Let $W$ denote a full rank $d \times d$ matrix, the condition number of $W$ is very bad, say $\kappa(W) = 2^d$. Is there existing some diagonal matrix $D$ with $D_{ii} >0$, such that $\kappa(DW) = \text{poly}(d)$?.

Answer 1

This is not an answer but you might be interested in looking on this paper.

Summarizing the related statements, if $A\in\mathbb{R}^{n\times n}$ is nonsingular, $p\geq 1$, and $$ D=\mathrm{diag}(\|A(1,:)\|_p^{-1},\ldots,\|A(n,:)\|_p^{-1}), $$ then $$ \kappa_p(DA)\leq n^{\frac{1}{p}}\min_{\tilde{D}\in\mathcal{D}_n}\kappa_p(\tilde{D}A), $$ where $\mathcal{D}_n$ is a set of $n\times n$ diagonal nonsingular matrices. In particular for $p=\infty$, the row scaling gives the optimal condition number.
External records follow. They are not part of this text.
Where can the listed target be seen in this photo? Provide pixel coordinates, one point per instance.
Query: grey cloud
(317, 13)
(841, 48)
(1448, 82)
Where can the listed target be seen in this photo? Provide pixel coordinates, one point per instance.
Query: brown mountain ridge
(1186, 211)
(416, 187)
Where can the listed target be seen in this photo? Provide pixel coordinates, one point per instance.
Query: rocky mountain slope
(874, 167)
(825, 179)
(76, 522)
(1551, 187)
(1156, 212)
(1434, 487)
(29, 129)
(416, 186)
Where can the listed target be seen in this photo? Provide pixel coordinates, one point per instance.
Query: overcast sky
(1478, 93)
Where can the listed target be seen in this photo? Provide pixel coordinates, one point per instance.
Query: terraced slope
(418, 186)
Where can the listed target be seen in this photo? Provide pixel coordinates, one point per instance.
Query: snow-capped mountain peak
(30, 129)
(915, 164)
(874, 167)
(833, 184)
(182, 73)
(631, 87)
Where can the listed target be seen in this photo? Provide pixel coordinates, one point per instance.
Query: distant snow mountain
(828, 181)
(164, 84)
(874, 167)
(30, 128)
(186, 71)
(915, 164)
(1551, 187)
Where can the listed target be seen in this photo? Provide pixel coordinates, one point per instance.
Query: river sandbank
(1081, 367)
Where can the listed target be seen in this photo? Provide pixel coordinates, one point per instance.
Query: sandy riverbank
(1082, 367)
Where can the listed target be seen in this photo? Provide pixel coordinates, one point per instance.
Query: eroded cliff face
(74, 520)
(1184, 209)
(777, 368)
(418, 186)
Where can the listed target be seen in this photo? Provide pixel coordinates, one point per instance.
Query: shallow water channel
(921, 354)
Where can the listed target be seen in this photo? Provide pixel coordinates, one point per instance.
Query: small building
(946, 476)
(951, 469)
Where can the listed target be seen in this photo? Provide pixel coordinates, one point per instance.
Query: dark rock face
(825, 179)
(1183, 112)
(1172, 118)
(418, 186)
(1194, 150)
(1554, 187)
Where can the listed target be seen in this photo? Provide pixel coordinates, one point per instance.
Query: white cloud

Personally, I don't think it is possible to find what you are looking for. Using the other answer, consider $$ A=\begin{bmatrix}\alpha&1\\0&1\end{bmatrix} $$ where $\alpha\in(0,1)$. For $p=\infty$, we get $$ \kappa_\infty(DA)=1+\frac{2}{\alpha}. $$ You can make the condition number arbitrarily large by choosing a small enough $\alpha$, but for a fixed $\alpha$ you cannot make it smaller anymore by any row scaling.

Answer 2

I don't think this is possible in general. Consider a matrix whose row vectors have length 1, and the matrix is poorly conditioned because the row vectors are very nearly aligned. Scaling the row vectors to be longer or shorter (IE, multiplying by a diagonal matrix) doesn't help this.